The exact mechanisms through which these four SNPs, alone or in combination, influence circulating levels of vitamin D is presently unknown. These genetic variants are located in non-coding regions, and, so far, there are no functional studies to clarify if they exert a direct effect on gene expression or if they are in linkage disequilibrium with other functional variants. Further studies are needed to determine the functional consequences of these SNPs. In addition, the associations found in our study may be population-specific and not replicated in other populations with different environmental exposures and genetic profiles. Therefore, it would be of interest to replicate our study in other European and non-European populations.

A limitation of our study is the lack of serum vitamin D levels, as these are not routinely measured in the normal clinical management of patients with type 1 diabetes. However, measurements of serum vitamin D also have limitations, which include inter-laboratory differences, seasonal fluctuations, fasting status and time lapse between the development of the disease and the measurements. This means that single measurements of vitamin D levels do not necessarily reflect the levels to which individuals were exposed to before the onset of the disease. Therefore, the study of vitamin-D-related genes as surrogates for vitamin D status may provide a more stable indicator of vitamin D levels over the life course than measurement of serum vitamin D at one point in time.

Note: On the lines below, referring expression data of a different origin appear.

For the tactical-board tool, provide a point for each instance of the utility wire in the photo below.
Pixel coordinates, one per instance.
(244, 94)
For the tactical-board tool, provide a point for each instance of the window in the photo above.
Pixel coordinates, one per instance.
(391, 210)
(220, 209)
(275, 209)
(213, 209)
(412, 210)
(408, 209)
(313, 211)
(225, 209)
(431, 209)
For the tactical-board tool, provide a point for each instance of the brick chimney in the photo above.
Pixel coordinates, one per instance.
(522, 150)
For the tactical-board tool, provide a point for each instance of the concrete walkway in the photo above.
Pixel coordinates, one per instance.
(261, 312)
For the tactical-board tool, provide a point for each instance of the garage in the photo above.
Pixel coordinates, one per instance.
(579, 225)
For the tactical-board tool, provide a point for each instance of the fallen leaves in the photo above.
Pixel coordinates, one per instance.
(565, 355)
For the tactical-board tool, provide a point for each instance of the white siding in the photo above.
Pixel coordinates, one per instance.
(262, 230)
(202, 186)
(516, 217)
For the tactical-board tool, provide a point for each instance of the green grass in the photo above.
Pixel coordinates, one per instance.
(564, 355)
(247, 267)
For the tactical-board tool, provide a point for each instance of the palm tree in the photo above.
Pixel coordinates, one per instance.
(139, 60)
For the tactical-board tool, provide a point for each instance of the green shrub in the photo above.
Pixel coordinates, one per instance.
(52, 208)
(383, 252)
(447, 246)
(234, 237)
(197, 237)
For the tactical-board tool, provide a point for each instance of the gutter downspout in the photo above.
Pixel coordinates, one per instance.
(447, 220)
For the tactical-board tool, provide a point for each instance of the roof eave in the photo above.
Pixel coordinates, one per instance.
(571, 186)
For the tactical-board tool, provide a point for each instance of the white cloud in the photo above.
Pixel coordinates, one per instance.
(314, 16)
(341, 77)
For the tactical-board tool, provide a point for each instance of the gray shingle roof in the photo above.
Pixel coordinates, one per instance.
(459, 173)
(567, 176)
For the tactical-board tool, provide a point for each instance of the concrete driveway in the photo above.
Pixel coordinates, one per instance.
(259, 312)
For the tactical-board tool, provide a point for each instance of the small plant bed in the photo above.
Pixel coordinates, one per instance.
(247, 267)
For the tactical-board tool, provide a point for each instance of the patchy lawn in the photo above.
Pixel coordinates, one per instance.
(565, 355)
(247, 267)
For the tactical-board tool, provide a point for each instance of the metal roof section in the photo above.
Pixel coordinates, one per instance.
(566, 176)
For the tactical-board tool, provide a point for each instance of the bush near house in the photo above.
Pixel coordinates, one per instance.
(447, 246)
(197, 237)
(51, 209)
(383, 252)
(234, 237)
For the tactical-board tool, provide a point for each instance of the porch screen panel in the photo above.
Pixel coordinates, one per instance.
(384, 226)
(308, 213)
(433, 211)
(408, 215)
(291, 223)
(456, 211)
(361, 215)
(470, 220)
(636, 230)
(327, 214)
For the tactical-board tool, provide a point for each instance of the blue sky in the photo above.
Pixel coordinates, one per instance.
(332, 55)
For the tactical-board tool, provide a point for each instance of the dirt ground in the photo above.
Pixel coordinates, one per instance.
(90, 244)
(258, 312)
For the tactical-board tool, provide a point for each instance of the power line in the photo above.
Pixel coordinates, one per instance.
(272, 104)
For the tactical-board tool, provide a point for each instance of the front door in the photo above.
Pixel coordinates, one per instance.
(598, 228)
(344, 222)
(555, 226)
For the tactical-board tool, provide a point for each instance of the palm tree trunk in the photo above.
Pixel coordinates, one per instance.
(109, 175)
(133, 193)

In conclusion, our data suggest a synergistic effect of multiple alleles at the DHCR7, GC, CYP2R1 and CYP24A1 loci on the susceptibility to type 1 diabetes, due to the role of these genes in the vitamin D pathway and their effect on serum vitamin D levels. These observations may contribute to a better understanding of the role of vitamin D in the pathogenesis of type 1 diabetes.